Wednesday, August 06, 2008

Peace in the goodness of time

Tonight was one of those nights when being a teacher is so rewarding.

Ross Chambless, a former student of mine, has put together an impressive traveling exhibit called "Ceremonies, A Tale of Sister Cities: Matsumoto and Salt Lake." Ross just finished teaching English in Japan for four years in Matsumoto, Salt Lake's sister city. In his spare time he did some work for NPR and started collecting oral histories from the citizens of Matsumoto, which is detailed on his Ceremonies Exhibit blog. Those histories became the basis of the traveling exhibit done in conjunction with the Center for Documentary Arts that's at the Salt Lake City downtown library until August 8. (Photo courtesy of Ross Chambless, http://tinyurl.com/55omyd)

August 6 is the anniversary of the atom bomb being dropped on Hiroshima. Takashi Hiraoka, mayor of Hiroshima from 1991-1999 addressed a rapt audience at a commemoration at the Salt Lake library this evening. I'm reading John Hersey's Hiroshima with my seniors and now see the event from yet another perspective. And as Mr. Hiraoka spoke, I thought of Roy Okamoto, a former custodian at our school, who lost everything when he was sent to the internment camps in Topaz, Utah. We've come a long way in our relations with the Japanese people. As I later listened to the Amarume Japanese boys and girls choir, I couldn't help thinking of another international peace project that I've been involved with for years, The Ulster Project.

As I finished my conversation with Ross, I was filled with hope about our world. Ross feels like the Sister Cities program helped diminish stereotypes Utahns had about Japanese people; and I feel like things are improving in Northern Ireland because of programs like the Ulster Project. Here's hoping more educational exchanges like these continue.
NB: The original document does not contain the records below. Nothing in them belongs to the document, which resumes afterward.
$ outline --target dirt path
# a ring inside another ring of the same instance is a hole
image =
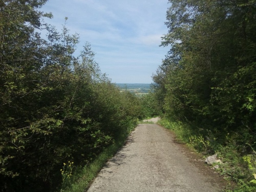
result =
[[[169,131],[140,124],[88,191],[221,191],[218,175],[191,152]]]

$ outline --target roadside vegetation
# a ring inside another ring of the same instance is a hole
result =
[[[86,186],[143,115],[139,98],[101,73],[90,43],[76,56],[78,34],[41,23],[52,17],[40,11],[46,2],[0,2],[2,192]]]
[[[161,123],[217,153],[230,190],[256,191],[256,1],[169,1],[170,50],[153,76]]]

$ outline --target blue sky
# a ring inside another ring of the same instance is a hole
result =
[[[159,47],[167,32],[168,0],[49,0],[41,11],[52,12],[46,23],[59,31],[68,19],[70,34],[87,41],[102,73],[113,82],[150,83],[168,47]]]

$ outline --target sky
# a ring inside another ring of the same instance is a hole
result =
[[[151,83],[169,47],[159,47],[168,32],[164,24],[168,0],[49,0],[41,9],[61,32],[66,26],[95,53],[102,73],[116,83]]]

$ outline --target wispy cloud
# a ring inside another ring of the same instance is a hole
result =
[[[151,76],[168,48],[159,47],[167,29],[164,23],[167,0],[54,0],[43,8],[61,29],[64,18],[71,33],[80,34],[96,53],[102,72],[116,82],[152,82]],[[138,72],[139,71],[139,72]]]

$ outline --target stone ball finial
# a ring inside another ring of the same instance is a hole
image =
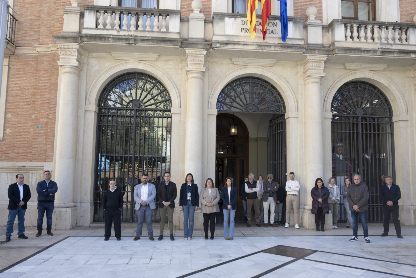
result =
[[[306,15],[307,16],[308,20],[314,20],[317,13],[318,10],[313,6],[311,6],[306,10]]]
[[[192,7],[194,12],[199,14],[199,11],[202,8],[202,2],[201,1],[201,0],[193,0],[192,1],[191,7]]]

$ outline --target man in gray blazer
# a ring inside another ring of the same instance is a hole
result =
[[[141,230],[143,222],[146,220],[147,234],[149,239],[154,240],[153,237],[153,227],[152,226],[152,215],[153,210],[156,208],[155,197],[156,197],[156,188],[154,185],[149,183],[147,174],[143,174],[141,176],[141,183],[138,184],[134,189],[134,200],[136,200],[136,214],[137,216],[137,229],[136,236],[133,240],[139,240],[141,236]]]

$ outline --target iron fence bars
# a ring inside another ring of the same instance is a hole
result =
[[[134,193],[141,175],[157,186],[170,168],[171,107],[168,93],[153,77],[116,77],[99,100],[94,181],[94,221],[103,221],[102,198],[110,179],[123,192],[122,221],[136,221]]]
[[[265,80],[243,77],[234,80],[221,91],[217,100],[220,111],[285,113],[285,102],[279,91]]]
[[[383,176],[391,176],[395,180],[390,103],[373,85],[354,81],[339,88],[332,109],[332,176],[342,192],[345,177],[360,174],[369,189],[368,221],[381,223],[383,208],[379,192],[384,182]],[[344,198],[338,214],[342,222],[346,221]]]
Finally, a lasting impression from the evening was the legacy of Dwight D. Eisenhower, who I've come to respect even more after I watched Why We Fight. He started the Sister Cities International Program, and his granddaughter, Mary Jean Eisenhower, incidentally is following in his footsteps as president of People to People International. I now think of Eisenhower as one of our greatest presidents. A seasoned military man, here was the tone of his last days in the Oval Office.
Before he left office in January 1961, for his farm in Gettysburg, he urged the necessity of maintaining an adequate military strength, but cautioned that vast, long-continued military expenditures could breed potential dangers to our way of life. He concluded with a prayer for peace "in the goodness of time."